An M-to-N Actor Scheduler for Cython+

TL;DR

In the actor model, actors receive messages that represent requests for asynchronous computation, and at some later point execute them one at a time.

This is a way to structure concurrent programs; now comes the time to determine how to run such a program so as to take full advantage of the available computational resources through parallel execution.

  1. The computational resources in question are system threads and hardware cores
  2. We apply the M-to-N model of scheduling to actors
  3. We present a work-stealing scheduler inspired by Go's
  4. We will need coroutines to support promises
  5. In the future we wish to introduce asynchronous I/O for better performance

1. Hardware Cores and OS Threads

OS threads mapped to hardware cores represent the computation resources.

Modern computers have turned to multicore processor architectures to boost performance because improvements in linear speed are drying up. That is why writing concurrent programs is increasingly important.

Operating systems abstract these hardware resources as processes and OS threads. Each process corresponds to a separate running program, so within a single program, OS threads are the relevant abstraction of computation resources. OS threads share resources such as memory.

Operating systems include a scheduler to handle allocating running time on the processor cores to their processes and OS threads. These schedulers commonly use preemption to interrupt running threads and slot waiting threads in their place, so as to give all threads a turn.
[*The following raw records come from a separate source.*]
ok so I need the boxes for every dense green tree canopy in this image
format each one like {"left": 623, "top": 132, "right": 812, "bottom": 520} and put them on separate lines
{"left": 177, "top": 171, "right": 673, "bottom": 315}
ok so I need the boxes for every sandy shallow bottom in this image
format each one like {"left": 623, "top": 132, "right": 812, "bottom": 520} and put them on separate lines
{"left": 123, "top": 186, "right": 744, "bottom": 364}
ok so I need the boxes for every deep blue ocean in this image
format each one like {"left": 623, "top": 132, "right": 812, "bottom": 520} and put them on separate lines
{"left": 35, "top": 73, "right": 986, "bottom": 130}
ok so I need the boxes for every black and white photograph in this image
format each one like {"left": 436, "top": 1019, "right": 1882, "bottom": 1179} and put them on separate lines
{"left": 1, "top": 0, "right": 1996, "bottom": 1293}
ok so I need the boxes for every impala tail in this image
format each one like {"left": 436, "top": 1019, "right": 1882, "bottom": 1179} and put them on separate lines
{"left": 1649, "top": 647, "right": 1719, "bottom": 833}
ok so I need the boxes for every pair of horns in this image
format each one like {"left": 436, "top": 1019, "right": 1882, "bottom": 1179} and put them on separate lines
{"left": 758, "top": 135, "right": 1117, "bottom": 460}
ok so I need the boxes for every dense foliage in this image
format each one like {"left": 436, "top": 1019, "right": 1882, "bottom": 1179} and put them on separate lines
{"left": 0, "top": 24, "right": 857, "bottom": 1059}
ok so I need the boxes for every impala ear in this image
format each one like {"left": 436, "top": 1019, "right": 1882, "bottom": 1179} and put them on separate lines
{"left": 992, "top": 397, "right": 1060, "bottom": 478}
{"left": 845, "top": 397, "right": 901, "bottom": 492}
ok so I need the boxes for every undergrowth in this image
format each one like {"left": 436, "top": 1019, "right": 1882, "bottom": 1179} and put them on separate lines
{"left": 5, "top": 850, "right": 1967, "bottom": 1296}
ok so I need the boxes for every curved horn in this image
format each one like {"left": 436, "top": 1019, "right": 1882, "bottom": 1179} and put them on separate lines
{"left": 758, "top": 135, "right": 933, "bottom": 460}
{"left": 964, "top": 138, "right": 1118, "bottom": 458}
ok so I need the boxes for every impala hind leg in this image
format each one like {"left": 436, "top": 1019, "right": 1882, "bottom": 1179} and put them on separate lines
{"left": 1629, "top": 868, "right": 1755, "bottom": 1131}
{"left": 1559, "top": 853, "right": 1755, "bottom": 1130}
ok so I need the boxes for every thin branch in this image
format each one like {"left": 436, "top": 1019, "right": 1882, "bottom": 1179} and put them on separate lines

This is called context-switching.

Most modern processor cores support hardware multithreading executing multiple threads on the same core simultaneously at the hardware level. Intel's terminology for this is hyper-threading. So the number of threads a CPU can run truly simultaneously depends on the number of cores and their hyper-threading capabilities.

2. Scheduling M Actors onto N OS Threads

We wrote our own M-to-N actor scheduler for performance reasons.

A first idea to run our actors would be to associate to each actor its own OS thread. It would execute the received messages one after another in a loop, and otherwise wait for new messages. The OS scheduler would then handle all the work of running the actor threads.

Such a design would follow the 1-to-1 scheduling model: one actor for one OS thread. It's easy and intuitive, but has substantial performance drawbacks:

  • Expensive thread creation: creating a thread involves system calls to the OS kernel
  • Expensive preemption: preemption is outside of our control and involves context-switching
  • Expensive synchronisation: synchronisation involves system calls and context-switching

Instead, we decided to write our own M-to-N scheduler to run any number M of actors over N OS threads fixed for the duration of the program. This provides an abstraction over OS threads analogous to the abstraction over hardware cores provided by the OS scheduler.

By choosing N as the number of worker threads the hardware will support running truly simultaneously, we can in theory avoid the overhead of preemption by the OS scheduler: each thread will be able to run without interruption. In practice some preemption might be unavoidable: other programs could take up part of the workload, and the OS itself might need some computation resources as well.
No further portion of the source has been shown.